Senators shrinking size of COVID deal amid disagreements
A group of senators negotiating a potential deal for new coronavirus relief is preparing to scale back the overall size of the package amid a disagreement over how to pay for it, sources told The Hill.
The bipartisan group has been negotiating for days over how to revive the $15.6 billion in coronavirus aid that got stripped out of a government funding bill earlier this month, with senators indicating earlier Wednesday that they agreed on the size of a potential deal.
But Sen. John Thune (S.D.), the No. 2 Senate Republican, told The Hill on Wednesday night that the size of a potential deal was being scaled back to roughly $10 billion and that the group was going to drop roughly $5 billion in global coronavirus funding out of a potential agreement.
“I don’t think the Dems would agree to offsets that would allow them to cover that. So it’s dropped down to the size that they were willing to pay for,” Thune told The Hill.
“That $5 billion piece could be easily part of the package, but they are just reluctant to repurpose funds, and there’s a whole pile of them sitting out there,” he added.
A second source confirmed to The Hill that the size of a deal was getting scaled down to roughly $10 billion and that the $5 billion in global funds, which were expected to go in part to helping boost vaccination rates in other countries, were being dropped out.
Spokespeople for Senate Majority Leader Charles Schumer (D-N.Y.) and Sen. Patty Murray (D-Wash.), the chairwoman of the Senate Health Committee, didn’t immediately respond to questions about whether the deal was being scaled down.
Sen. Mitt Romney (Utah), who has helped lead the negotiations for Republicans, didn’t deny that the scope of a possible agreement was being shrunk but, with a laugh, declined to comment.
Sen.

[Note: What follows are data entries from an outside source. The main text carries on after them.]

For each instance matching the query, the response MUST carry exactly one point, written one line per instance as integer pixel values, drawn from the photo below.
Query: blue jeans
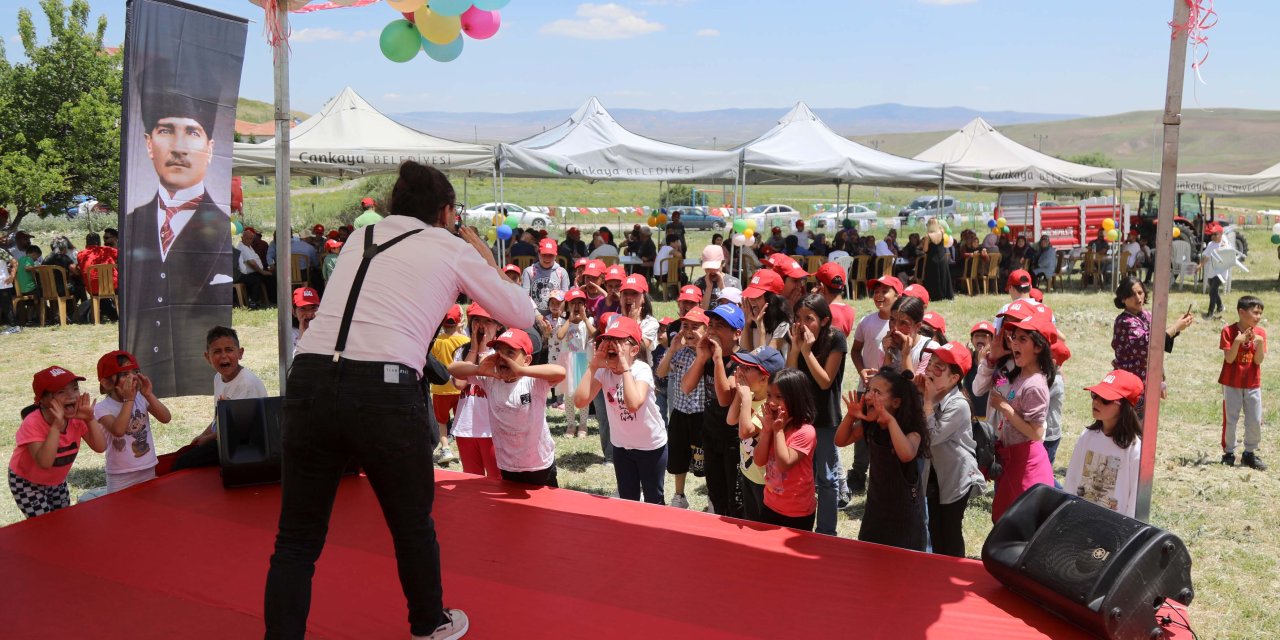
(826, 475)
(640, 471)
(334, 412)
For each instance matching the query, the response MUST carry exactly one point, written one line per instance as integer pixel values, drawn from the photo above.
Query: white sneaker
(455, 627)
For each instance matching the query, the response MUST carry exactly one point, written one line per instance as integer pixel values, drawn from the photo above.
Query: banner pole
(283, 260)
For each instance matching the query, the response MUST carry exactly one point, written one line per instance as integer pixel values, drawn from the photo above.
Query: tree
(59, 114)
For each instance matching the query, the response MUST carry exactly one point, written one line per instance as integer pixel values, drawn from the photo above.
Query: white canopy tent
(803, 150)
(593, 146)
(978, 158)
(350, 137)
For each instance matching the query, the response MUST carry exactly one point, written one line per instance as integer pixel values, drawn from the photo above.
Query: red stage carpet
(179, 557)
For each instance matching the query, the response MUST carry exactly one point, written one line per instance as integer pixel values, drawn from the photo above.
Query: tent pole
(283, 296)
(1164, 248)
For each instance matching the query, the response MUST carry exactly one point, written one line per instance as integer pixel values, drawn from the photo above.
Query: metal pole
(1164, 248)
(283, 261)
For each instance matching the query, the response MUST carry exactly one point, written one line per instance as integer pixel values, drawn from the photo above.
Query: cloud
(327, 35)
(603, 22)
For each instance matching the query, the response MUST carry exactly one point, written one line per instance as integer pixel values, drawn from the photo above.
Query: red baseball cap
(622, 328)
(935, 320)
(831, 275)
(51, 380)
(305, 297)
(696, 315)
(110, 364)
(982, 327)
(690, 293)
(763, 280)
(886, 280)
(1019, 278)
(636, 283)
(1119, 384)
(453, 315)
(954, 353)
(915, 291)
(516, 339)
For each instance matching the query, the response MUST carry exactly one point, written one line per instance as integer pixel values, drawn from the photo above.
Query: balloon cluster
(437, 27)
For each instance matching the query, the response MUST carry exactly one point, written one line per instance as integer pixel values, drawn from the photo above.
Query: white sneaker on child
(456, 626)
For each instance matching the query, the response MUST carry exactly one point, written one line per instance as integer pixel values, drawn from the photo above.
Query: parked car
(768, 216)
(832, 219)
(696, 218)
(483, 215)
(926, 208)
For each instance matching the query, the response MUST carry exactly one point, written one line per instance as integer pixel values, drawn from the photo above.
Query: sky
(1084, 56)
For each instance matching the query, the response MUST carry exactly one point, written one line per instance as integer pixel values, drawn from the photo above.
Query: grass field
(1226, 516)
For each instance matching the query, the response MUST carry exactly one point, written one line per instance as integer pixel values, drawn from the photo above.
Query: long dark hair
(420, 192)
(794, 387)
(910, 408)
(1128, 425)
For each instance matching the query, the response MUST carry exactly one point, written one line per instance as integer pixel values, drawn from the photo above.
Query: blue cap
(731, 314)
(764, 357)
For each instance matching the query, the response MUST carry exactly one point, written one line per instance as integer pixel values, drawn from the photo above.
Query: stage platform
(181, 557)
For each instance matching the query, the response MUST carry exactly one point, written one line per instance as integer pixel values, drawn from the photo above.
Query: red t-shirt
(35, 429)
(791, 493)
(1244, 373)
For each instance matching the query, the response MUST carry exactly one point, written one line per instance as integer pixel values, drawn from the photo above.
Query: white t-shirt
(246, 384)
(640, 430)
(1105, 474)
(871, 332)
(517, 416)
(136, 449)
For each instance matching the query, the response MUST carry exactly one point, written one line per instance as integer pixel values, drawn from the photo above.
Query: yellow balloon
(437, 28)
(406, 5)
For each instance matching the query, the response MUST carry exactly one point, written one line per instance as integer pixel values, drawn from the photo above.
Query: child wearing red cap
(1104, 467)
(951, 470)
(636, 429)
(49, 439)
(124, 412)
(517, 406)
(444, 397)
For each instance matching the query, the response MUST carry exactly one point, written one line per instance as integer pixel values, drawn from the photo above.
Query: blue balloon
(449, 7)
(443, 53)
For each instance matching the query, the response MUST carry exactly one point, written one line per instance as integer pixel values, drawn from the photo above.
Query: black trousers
(333, 412)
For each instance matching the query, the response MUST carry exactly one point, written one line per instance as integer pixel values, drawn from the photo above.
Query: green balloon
(400, 41)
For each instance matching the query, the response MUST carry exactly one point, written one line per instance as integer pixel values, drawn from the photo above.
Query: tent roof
(982, 159)
(803, 150)
(593, 146)
(348, 136)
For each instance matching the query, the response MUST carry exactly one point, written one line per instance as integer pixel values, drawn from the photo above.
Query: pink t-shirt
(35, 429)
(791, 493)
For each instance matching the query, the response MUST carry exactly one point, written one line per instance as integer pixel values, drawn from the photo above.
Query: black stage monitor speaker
(248, 440)
(1088, 565)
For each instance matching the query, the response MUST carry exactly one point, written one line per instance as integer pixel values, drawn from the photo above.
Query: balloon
(443, 53)
(451, 7)
(479, 23)
(438, 28)
(406, 5)
(400, 41)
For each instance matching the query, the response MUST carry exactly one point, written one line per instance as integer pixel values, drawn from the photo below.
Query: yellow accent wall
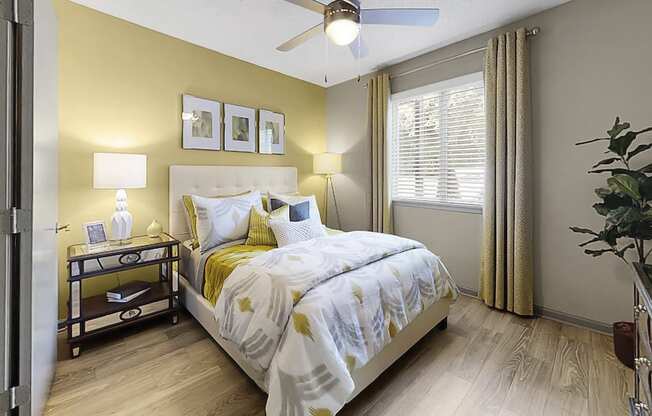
(120, 88)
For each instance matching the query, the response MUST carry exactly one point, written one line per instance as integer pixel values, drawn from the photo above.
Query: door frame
(16, 176)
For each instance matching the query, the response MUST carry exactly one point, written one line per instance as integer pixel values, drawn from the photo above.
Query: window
(438, 143)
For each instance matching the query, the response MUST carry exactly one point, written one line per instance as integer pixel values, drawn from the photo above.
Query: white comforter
(311, 312)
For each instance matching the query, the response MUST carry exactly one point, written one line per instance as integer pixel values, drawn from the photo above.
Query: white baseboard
(558, 316)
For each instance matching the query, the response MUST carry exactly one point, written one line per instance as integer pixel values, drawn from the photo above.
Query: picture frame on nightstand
(95, 234)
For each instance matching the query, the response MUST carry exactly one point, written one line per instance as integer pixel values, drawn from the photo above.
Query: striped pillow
(260, 234)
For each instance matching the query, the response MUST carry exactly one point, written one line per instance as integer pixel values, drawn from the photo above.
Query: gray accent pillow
(298, 212)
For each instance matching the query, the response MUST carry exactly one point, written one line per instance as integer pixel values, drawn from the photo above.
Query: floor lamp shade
(120, 171)
(327, 163)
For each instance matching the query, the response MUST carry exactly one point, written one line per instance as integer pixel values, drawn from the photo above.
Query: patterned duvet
(309, 313)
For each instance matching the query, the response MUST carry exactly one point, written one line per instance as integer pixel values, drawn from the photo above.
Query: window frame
(416, 92)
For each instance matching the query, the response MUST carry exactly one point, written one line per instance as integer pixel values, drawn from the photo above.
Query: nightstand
(92, 316)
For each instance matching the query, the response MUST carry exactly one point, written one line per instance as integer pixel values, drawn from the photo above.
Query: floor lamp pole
(329, 181)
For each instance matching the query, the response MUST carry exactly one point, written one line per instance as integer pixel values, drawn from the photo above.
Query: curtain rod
(533, 32)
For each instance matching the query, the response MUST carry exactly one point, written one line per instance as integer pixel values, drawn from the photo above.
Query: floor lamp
(328, 164)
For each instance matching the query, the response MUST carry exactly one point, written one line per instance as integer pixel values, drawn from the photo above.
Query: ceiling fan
(342, 20)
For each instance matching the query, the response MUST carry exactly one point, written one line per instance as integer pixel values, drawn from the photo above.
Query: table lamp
(120, 171)
(328, 164)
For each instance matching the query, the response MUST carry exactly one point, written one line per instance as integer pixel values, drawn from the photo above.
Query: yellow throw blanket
(222, 263)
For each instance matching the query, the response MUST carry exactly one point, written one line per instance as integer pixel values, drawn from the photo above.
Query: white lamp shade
(119, 171)
(327, 163)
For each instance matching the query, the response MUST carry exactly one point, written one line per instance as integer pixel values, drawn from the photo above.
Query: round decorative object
(131, 258)
(130, 314)
(155, 229)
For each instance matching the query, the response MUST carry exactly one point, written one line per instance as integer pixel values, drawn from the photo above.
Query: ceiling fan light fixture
(342, 22)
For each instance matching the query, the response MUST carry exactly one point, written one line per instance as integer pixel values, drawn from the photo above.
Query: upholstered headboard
(222, 180)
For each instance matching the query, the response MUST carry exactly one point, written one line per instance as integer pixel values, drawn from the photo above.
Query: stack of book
(128, 292)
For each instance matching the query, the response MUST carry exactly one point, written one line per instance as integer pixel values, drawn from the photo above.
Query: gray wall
(590, 62)
(44, 245)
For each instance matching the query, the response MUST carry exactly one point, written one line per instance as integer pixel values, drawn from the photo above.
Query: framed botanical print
(239, 128)
(95, 234)
(271, 132)
(201, 123)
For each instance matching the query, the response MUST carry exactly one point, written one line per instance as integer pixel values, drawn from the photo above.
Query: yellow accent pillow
(260, 233)
(192, 214)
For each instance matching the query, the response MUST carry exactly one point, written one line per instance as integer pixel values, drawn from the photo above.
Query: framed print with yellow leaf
(239, 128)
(271, 132)
(201, 123)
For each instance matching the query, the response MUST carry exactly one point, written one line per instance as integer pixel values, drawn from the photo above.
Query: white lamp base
(121, 221)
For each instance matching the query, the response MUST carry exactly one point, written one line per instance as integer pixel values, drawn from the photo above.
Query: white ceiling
(251, 29)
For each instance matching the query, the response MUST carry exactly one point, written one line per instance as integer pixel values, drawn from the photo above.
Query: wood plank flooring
(485, 363)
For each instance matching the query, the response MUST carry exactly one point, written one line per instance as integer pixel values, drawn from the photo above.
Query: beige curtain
(506, 278)
(378, 106)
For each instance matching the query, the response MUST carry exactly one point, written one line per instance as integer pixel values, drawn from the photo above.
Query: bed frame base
(435, 316)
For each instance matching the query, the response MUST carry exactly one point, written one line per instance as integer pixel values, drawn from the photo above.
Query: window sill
(439, 206)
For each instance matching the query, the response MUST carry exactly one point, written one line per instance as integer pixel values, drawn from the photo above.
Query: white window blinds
(438, 143)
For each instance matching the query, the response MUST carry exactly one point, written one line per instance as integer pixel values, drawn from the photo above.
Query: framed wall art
(201, 123)
(271, 132)
(239, 128)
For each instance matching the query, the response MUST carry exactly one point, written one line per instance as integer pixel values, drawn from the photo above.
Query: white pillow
(223, 220)
(287, 232)
(296, 199)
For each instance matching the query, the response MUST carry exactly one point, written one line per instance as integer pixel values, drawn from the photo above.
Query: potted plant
(626, 205)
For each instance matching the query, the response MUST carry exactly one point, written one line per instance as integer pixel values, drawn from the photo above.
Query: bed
(220, 180)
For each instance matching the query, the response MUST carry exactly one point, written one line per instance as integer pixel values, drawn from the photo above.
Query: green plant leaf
(638, 174)
(601, 209)
(625, 219)
(646, 189)
(607, 161)
(646, 169)
(619, 145)
(640, 148)
(583, 231)
(625, 184)
(617, 128)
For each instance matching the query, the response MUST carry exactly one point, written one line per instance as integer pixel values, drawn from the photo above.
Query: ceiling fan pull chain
(326, 58)
(359, 49)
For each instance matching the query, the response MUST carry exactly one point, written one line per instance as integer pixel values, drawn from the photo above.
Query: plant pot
(624, 342)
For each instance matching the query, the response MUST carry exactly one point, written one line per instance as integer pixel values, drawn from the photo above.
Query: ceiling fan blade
(313, 5)
(402, 17)
(353, 46)
(299, 39)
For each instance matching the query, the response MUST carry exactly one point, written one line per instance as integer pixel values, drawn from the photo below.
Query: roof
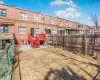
(6, 36)
(39, 13)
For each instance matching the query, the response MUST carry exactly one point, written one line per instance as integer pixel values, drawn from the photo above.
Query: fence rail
(86, 44)
(6, 60)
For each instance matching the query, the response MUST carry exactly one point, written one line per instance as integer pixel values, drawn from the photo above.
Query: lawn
(56, 64)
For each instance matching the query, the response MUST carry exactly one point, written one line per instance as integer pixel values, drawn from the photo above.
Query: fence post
(52, 41)
(63, 42)
(85, 44)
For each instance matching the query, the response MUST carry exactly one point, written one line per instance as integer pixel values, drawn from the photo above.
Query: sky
(75, 10)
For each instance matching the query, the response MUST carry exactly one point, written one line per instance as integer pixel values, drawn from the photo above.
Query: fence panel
(86, 44)
(6, 59)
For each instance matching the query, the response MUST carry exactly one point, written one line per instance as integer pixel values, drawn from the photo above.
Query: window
(4, 29)
(61, 23)
(36, 18)
(37, 30)
(74, 26)
(24, 42)
(2, 12)
(44, 19)
(51, 21)
(48, 31)
(22, 30)
(23, 16)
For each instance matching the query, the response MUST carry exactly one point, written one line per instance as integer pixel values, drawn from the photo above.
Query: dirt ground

Lindsey Graham (S.C.), another member of the negotiating group and the top Republican on the Senate Appropriations Committee’s state and foreign operations subcommittee, said, “Stay tuned.”
The group negotiating a possible coronavirus deal has been negotiating throughout Wednesday as it faced ramped-up pressure to try to cut an agreement before the Senate leaves for a two-week break starting on Friday, April 8.
“We are not yet at the finish line, but we will keep working throughout the day, and I am committed to working with the other side reasonably and in good faith,” Schumer said earlier Wednesday.
“The consequences of not getting COVID funding are really serious — scary, almost,” he added.
Schumer met with Sens. Romney, Graham, Richard Burr (N.C.) and Roy Blunt (Mo.) earlier Wednesday. He then met with the group as well as Murray, who is also the No. 3 Senate Democrat, on Wednesday night.
Even as sources told The Hill that the overall size of the possible deal was being scaled back, GOP senators involved in the talks huddled off and on in Thune’s office. Negotiators also haven’t announced that they’ve reached an agreement, but they believe that they are close.
Congressional leaders initially struck a deal to include $15.6 billion in coronavirus relief funding into a sweeping government funding bill that passed earlier this month. That funding would have been fully paid for in part by redirecting funds previously allocated for state and local governments. That decision sparked fierce pushback from some House Democrats, and leadership pulled the coronavirus aid out of the government funding bill.
Republicans are insisting that any new coronavirus relief be covered by a coronavirus bill passed by Democrats last year. Romney and Schumer have been swapping offers on a list of potential ways to pay for a deal throughout the week, with Republicans arguing there is more than enough to cover a bill for the full $15.6 billion.
The Biden administration has warned that the country’s ability to respond to the pandemic is hanging in the balance.
Without new funds, the administration is cutting back on the distribution of monoclonal antibody treatments to states, while a program to pay for tests and treatments for the uninsured is out of money. Officials also say there is not enough money to purchase additional booster shots for all Americans if a fourth vaccine dose is needed.
“Just as we reached the critical turning point in this fight, Congress has to provide the funding America needs to continue to fight COVID-19,” President Biden said. “This isn’t partisan. It’s medicine.”